I was so impressed with the replacement and how effortlessly it kept air that I decided to convert the rear wheel at the same time. This was slightly risky as I'd tried installing this second tubeless rim stip on the front, when it had snapped!!! However, my trusty two part, glue absolutely anything adhesive seemed to be holding up well after thoroughly curing for a while. I managed to wrestle the strip into position, un-twist and even out the pressure without the repaired join parting company. The rear installation was so speedy and trouble free compared to the first, but then isn't that always the case once you've learned a few tricks.

Riding
Before a visit to the Peaks I figured I'd best test the new installation and iron out any wrinkles. Not wanting to upset the seal rim I decided to leave both hoops at 50psi - which is waaay more than my usual 30/40psi fr/re. At first it felt odd to be back on treaded boots again (the RRalphs are very nearly slicks) and even though they were hard, they rode ok - on hard pack. However, once I got off road I bounced off every root around Woburn :x "I hate hard tyres". I resisted the temptation and completed the ride, checked 'em the next morning and they were still rock solid :thumbu

In the Peaks, I was glad that I'd eased the pressure down to more manageable levels when we started riding the incredibly gnarly, rocky terrain. If I'd have left them hard then they'd certainly have ping'd me off every rock and I'd probably have a bunch of bruises to show for it.

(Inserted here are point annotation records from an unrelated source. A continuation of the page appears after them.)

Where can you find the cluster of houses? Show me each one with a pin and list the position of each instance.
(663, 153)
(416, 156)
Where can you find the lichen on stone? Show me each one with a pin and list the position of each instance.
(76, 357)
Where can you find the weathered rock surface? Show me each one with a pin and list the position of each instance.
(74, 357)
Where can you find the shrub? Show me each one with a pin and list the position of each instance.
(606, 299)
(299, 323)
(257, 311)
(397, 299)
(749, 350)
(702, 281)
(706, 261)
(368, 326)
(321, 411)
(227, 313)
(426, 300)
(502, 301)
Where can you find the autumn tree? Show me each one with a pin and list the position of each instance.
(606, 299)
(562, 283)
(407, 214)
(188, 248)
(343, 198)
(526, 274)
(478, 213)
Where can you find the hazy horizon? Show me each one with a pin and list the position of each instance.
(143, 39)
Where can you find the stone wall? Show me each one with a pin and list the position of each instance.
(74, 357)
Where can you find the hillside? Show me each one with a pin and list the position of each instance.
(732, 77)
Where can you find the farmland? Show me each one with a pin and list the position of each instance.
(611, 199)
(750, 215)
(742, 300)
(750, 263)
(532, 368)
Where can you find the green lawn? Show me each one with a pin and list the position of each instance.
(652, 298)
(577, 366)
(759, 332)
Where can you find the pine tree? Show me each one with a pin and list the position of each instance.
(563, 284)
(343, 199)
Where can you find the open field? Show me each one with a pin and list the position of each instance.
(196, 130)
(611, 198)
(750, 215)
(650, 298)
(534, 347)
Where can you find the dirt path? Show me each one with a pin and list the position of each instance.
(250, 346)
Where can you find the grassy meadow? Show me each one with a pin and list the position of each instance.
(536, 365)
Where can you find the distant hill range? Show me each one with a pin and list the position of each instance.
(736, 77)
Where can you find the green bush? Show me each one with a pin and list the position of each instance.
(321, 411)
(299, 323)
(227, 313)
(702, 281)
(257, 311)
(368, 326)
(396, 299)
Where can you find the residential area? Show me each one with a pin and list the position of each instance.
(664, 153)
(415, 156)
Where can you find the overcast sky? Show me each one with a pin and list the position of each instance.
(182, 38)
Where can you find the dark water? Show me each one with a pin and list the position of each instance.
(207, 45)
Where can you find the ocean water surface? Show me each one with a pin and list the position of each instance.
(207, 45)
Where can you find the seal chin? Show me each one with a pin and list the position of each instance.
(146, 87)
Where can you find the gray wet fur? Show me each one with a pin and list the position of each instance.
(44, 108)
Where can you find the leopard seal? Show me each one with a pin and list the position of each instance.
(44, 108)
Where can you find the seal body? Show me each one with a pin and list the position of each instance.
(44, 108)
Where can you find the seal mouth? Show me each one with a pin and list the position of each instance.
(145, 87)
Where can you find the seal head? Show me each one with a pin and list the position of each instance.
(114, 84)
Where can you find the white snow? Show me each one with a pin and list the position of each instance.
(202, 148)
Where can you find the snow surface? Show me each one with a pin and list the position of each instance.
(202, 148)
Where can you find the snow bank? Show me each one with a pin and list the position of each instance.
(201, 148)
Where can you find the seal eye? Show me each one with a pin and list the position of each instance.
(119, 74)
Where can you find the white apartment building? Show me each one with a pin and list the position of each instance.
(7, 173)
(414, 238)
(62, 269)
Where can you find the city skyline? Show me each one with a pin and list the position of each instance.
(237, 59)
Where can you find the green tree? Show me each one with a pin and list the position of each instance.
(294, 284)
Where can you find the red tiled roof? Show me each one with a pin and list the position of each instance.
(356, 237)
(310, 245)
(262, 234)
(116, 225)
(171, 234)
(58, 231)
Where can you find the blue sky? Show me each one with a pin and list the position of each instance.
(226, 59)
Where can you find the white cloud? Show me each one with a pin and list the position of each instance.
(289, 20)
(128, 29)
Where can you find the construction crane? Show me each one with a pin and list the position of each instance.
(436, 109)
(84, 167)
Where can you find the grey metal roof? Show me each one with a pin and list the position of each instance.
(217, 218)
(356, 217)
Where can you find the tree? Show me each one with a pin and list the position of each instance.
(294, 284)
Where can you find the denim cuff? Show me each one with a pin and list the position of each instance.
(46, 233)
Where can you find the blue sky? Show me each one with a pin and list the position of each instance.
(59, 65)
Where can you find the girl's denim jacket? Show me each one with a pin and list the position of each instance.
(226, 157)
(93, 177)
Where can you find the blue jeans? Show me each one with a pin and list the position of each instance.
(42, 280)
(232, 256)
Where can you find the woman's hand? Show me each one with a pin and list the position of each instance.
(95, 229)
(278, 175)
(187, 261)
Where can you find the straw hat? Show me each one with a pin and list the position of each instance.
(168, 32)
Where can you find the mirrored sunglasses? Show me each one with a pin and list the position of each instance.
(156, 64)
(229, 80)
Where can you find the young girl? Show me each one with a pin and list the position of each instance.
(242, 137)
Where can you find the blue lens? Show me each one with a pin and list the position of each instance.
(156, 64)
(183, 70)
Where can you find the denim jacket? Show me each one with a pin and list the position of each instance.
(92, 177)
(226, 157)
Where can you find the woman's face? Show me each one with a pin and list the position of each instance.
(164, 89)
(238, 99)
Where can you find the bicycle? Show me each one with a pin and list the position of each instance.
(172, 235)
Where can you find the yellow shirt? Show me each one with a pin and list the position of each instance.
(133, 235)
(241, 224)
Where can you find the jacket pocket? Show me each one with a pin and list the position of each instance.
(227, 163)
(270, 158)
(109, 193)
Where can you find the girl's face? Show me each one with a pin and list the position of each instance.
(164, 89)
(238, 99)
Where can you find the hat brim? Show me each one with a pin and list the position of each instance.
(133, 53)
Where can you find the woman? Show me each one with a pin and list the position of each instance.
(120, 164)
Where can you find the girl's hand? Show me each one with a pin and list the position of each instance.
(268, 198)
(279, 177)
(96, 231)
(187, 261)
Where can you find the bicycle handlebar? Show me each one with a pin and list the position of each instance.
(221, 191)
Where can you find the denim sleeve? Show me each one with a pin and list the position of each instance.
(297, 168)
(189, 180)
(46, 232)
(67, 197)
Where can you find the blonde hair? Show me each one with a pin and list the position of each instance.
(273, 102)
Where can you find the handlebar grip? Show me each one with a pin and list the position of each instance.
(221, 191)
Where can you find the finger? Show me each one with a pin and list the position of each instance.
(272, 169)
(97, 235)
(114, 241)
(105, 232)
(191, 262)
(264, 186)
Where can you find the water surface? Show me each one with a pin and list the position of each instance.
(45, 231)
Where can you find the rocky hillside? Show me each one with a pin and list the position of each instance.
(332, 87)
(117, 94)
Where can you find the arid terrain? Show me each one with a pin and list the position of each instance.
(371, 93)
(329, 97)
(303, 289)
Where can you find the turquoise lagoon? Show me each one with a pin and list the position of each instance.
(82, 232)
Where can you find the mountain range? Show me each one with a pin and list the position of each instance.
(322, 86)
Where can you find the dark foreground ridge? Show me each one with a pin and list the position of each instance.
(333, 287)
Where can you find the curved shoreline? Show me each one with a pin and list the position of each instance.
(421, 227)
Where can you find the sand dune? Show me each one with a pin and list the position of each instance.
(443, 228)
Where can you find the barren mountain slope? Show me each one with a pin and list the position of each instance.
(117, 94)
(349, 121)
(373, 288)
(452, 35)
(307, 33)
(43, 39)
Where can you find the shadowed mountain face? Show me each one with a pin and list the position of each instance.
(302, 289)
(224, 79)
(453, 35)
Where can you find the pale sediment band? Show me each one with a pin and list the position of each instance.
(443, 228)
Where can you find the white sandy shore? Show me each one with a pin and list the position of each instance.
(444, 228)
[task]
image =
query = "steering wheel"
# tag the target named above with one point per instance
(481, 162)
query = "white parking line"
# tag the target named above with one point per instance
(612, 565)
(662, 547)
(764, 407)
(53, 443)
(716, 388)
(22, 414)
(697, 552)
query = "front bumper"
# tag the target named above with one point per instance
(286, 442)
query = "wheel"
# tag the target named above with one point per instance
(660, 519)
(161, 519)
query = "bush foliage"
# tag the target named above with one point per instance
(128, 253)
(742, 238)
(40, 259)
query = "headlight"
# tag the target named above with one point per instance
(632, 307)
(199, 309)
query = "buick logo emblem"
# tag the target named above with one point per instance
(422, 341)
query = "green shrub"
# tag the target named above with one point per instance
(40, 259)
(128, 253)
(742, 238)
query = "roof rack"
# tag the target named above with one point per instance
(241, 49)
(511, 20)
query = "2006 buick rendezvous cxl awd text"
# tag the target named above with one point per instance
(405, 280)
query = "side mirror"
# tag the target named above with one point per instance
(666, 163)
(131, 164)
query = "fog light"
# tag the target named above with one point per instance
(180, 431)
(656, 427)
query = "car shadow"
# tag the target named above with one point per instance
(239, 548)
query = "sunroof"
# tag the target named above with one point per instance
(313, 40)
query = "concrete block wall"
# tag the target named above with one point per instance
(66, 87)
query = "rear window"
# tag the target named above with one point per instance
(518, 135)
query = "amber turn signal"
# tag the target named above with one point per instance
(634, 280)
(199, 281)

As I was previously riding with mighty rapid Racing Ralphs, I can't say that they're lighter or spin up to speed any quicker. However had I already been using these ACX's with tubes and then converted them I'm sure that I'd be able to feel then accelerate quicker.

Conclusion
The conversion is relatively painless provided you ensure that your tyres are in good shape. Sealing time can be greatly improved by not just spinning the wheel but shaking it side to side, all the way around and leaving them on their sides seems to help too.

In use, I've found that these tubeless boots feel kinda odd and quite different to using tubes, - almost although you're running too little pressure. But a quick look at a weighted tyre doesn't show them to be soggy. I wonder if this "floated" feeling is due to the lack of support and additional rubber that using an inner tube offers? Don't get me wrong, they're not bad and steering is still ok. They just feel different. Perhaps I can run these tubeless boots a bit harder than I'm used to with tubes?

They handle rocky terrain extremely well, you can almost feel the tyre deform and mould to those odd shaped rocks that are resolutely trying to dump you on your butt :p

1 Comments:


Farqui said...

Over the months I've been running tubeless I've noticed that although the Bonty Super Juice doesn't dry out but that the tyres need regular topping up - loosing approx 5psi a week. Whereas the DT sealant supplied in their UST kits and JRA's Wheel Milk coats the inside of the tyre with a latex like skin, leaks air less but tends to dry out and need a few cc's adding periodically. Swings and round about's I guess.

Oh yeah, NoTubes.com has a great set of vid's that have tips applicable to all UST systems.